"Um homem tem de levar lastro" |
Tenho de vos contar outra, mas descansem que já volto às sopas de pão. Agora vou num instante à Ilha Graciosa. Eu tinha chegado no voo da manhã e escolhido criteriosamente - num relance para a fila de carros de praça - o motorista que iria ser meu condutor, guia e companhia, nos 3 dias seguintes. Fomos à procura de local para me aboletar, depois o périplo da ilha, o almoço, a descida à caldeira... e o dia esfumou-se. Anoitecera já quando cruzei as portadas do Santa Cruz – que sendo nome de terra é designação do café mais importante do sítio. E estou eu naquele esforço de alargar horizontes de conversas e estabelecer diálogo com os locais, já tinha mesmo ultrapassado a fase de pagar umas cervejas e beber outras por conta, quando um rosto me olha fixamente e oiço:
- Mas eu já o vi hoje!.
A mim, que chegara tão discreto naquele voo da Sata e desaparecera de imediato para o percurso de reconhecimento?
- Não era você que estava à bocado do outro lado da ilha, com um taxi, naquele restaurante ao pé do mar?
Pois... tinha-me esquecido que a ilha só tem cerca de quarenta quilómetros estrada à volta e que todos eles já tinham reparado num estranho que deambulava por ali. Só faltava que fosse um fiscal de qualquer coisa...

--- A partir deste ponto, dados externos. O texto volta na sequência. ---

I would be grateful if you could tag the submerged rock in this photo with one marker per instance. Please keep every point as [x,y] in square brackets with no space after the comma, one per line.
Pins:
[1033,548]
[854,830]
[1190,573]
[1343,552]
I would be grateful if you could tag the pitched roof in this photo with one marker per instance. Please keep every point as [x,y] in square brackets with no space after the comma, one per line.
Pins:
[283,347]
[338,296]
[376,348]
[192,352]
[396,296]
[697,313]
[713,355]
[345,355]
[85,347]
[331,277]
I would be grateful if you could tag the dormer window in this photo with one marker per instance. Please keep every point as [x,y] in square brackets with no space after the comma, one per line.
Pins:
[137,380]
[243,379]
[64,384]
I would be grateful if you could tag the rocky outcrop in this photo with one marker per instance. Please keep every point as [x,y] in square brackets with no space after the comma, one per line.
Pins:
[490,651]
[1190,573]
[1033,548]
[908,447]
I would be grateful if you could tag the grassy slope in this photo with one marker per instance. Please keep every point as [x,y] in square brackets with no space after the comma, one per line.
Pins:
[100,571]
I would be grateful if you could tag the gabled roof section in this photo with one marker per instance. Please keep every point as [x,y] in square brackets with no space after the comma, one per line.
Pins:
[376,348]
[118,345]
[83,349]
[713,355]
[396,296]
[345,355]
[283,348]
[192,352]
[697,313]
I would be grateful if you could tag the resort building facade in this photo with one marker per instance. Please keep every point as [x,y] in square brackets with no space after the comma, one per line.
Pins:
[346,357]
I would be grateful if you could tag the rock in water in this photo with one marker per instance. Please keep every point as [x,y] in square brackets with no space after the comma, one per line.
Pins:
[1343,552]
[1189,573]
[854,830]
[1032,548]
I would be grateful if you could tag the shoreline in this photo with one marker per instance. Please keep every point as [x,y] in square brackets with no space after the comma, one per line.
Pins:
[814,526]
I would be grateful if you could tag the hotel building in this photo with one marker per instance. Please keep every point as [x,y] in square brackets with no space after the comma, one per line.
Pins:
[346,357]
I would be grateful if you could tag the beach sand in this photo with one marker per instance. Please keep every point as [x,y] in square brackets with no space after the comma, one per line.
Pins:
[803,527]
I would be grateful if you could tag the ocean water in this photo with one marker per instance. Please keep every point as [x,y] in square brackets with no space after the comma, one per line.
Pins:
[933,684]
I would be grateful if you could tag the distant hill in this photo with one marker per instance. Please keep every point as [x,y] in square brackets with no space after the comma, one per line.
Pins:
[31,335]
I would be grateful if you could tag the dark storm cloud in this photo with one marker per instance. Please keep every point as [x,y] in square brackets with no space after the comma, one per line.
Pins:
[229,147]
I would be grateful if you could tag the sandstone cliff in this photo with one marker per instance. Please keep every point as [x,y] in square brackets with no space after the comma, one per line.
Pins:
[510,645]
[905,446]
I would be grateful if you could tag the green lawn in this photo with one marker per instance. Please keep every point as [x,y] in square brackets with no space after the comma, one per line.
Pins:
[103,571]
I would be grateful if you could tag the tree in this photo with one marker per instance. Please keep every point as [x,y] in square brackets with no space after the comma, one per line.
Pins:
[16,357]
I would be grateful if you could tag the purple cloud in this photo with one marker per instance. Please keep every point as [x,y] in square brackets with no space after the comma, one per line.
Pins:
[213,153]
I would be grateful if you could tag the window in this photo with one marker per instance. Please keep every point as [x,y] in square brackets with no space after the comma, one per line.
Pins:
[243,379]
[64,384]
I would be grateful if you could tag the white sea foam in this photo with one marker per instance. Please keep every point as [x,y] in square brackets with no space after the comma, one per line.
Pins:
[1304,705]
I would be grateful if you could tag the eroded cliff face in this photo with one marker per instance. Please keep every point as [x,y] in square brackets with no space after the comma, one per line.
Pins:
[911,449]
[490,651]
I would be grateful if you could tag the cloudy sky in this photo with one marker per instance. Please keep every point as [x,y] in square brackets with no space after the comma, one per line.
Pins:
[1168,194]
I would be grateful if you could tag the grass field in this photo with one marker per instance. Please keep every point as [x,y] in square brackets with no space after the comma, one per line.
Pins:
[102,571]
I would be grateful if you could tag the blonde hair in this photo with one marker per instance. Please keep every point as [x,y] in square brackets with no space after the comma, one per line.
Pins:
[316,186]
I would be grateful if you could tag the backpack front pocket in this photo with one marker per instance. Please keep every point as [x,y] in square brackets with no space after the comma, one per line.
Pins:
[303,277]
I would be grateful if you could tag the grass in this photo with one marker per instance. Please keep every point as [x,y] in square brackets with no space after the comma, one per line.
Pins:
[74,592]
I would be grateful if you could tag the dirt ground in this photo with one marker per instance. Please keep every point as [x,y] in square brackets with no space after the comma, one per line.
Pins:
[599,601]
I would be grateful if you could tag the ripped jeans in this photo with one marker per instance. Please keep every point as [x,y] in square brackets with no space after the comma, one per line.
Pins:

Então e as sopas? As sopas??? estavam magníficas, eram do Espírito Santo, com pão bem molhado, caldo saboroso e rico de carnes. Comido até ao fim - noutra ilha, a do Faial - por receita de homem de mar com memória de décadas de temporal.
“Da maneira como o mar está, coma bem para ter que deitar fora...“, conselho sábio, porque a lancha da capitania que fora encarregada de me levar ao Pico... parecia um barquinho de papel nas mãos das ondas. Coisas das marés de Agosto, que prendiam os aviões à pista e paralisavam o Terra Alta. O mestre só nos deixou vir cá acima e tirar os coletes de salvação quando, nas cercanias do Ilhéu Deitado e do Ilhéu em Pé, e com o Porto da Madalena quase ao alcance da mão, a borrasca se fez calmaria e a ilha se desnudou áspera, imponente, esplendorosa.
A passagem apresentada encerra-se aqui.